18 Sep 2008 redi   » (Master)

result_of

Some ramblings about result_of, a little utility available from Boost. It was proposed for standardisation in n1454, was included in TR1, and will be in C++0x. It's used inside some other Boost libraries, but many C++ programmers will never need to use it directly, or know any of what follows. If you do need to know about it, there's a much better description in Pete Becker's book.

The syntax, e.g. result_of<Func(Arg1*, Arg2&)>::type may not obvious at first glance, even if you know C++ fairly well. Result_of is a unary metafunction, a template with one parameter:

  
template<typename Signature>
  struct result_of;

There is no definition for the primary template, only for partial specializations where the template parameter is a function type:
  
template<typename Fn, typename... ArgTypes>
  struct result_of<Fn(ArgTypes...)>
  {
    typedef ??? type;
  };

The specialization contains a typedef, type. In the earlier example, the function type used as the template argument to result_of is Func(Arg1*, Arg2&)

That type is a function taking a pointer to Arg1 and an lvalue-reference to Arg2, and returning Func.
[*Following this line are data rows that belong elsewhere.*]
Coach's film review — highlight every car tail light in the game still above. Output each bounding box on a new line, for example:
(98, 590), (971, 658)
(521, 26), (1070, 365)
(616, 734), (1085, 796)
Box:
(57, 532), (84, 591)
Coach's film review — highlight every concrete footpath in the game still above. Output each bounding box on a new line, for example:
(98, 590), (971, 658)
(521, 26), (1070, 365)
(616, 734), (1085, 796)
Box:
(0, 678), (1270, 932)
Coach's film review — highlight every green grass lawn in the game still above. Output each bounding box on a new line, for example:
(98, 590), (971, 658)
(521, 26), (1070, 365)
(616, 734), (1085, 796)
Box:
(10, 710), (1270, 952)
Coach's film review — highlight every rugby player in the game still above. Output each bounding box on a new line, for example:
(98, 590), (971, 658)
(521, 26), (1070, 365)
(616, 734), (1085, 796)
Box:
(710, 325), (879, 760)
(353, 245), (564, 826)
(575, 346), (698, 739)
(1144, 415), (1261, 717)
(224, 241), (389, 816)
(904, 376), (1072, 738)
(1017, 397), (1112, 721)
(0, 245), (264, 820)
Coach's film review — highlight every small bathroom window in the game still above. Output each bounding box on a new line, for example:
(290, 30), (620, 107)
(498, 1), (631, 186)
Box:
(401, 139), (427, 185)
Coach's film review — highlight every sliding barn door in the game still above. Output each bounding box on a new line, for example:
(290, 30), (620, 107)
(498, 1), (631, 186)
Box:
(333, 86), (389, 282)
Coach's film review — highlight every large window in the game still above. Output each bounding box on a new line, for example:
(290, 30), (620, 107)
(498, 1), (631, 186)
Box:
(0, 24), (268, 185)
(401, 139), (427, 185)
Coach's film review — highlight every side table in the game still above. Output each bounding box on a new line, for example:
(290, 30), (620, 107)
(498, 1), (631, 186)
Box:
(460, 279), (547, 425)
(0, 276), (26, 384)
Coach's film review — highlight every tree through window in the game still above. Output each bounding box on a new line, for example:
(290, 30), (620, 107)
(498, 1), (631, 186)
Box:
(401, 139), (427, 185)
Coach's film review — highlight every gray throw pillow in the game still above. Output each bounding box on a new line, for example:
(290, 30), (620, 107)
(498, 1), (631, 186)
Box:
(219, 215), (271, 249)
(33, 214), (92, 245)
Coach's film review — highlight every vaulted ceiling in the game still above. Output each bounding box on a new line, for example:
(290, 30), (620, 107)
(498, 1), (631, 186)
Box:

Compare it to the more familiar declaration of a pointer to such a function:

Func (*)(Arg1*, Arg2&)

This doesn't mean there is a function taking those arguments and returning Func, it's just a made-up type passed to result_of, which extracts the necessary information from the type using a bit of template metaprogramming from the school of Boost. The function-type syntax is used to mimic the syntax of invoking some callable type, Func, with arguments of those types, as in

Func func;
Arg1 arg1;
Arg2 arg2;
func(&arg1, arg2); // compare with Func(Arg1*,Arg2&);

So result_of<Func(Arg1*,Arg2&)>::type is a typedef for the return type of the call above, which due to overloading and implicit conversions could be pretty much anything!

  
// type is int if Func is:
typedef int (*Func)(Arg1*,const Arg&);
// type is char if Func is:
struct Func {
  void operator()(int);
  char operator()(void*, Arg2) const;
};
// type is double given:
struct Base { };
struct Arg1 : Base { };
struct Arg2 : Base { };
struct Functor {
    int operator()(Arg1*, Arg2&);
    double operator()(Base*, Base&, Base* = 0) const;
};
typedef const Functor Func;

In the last example the first operator, which matches the argument types exactly, is not const, so cannot be called on a const Functor, so the second operator is chosen, converting the arguments and using the default for the third argument. Getting result_of to give the right answer was a fun little exercise.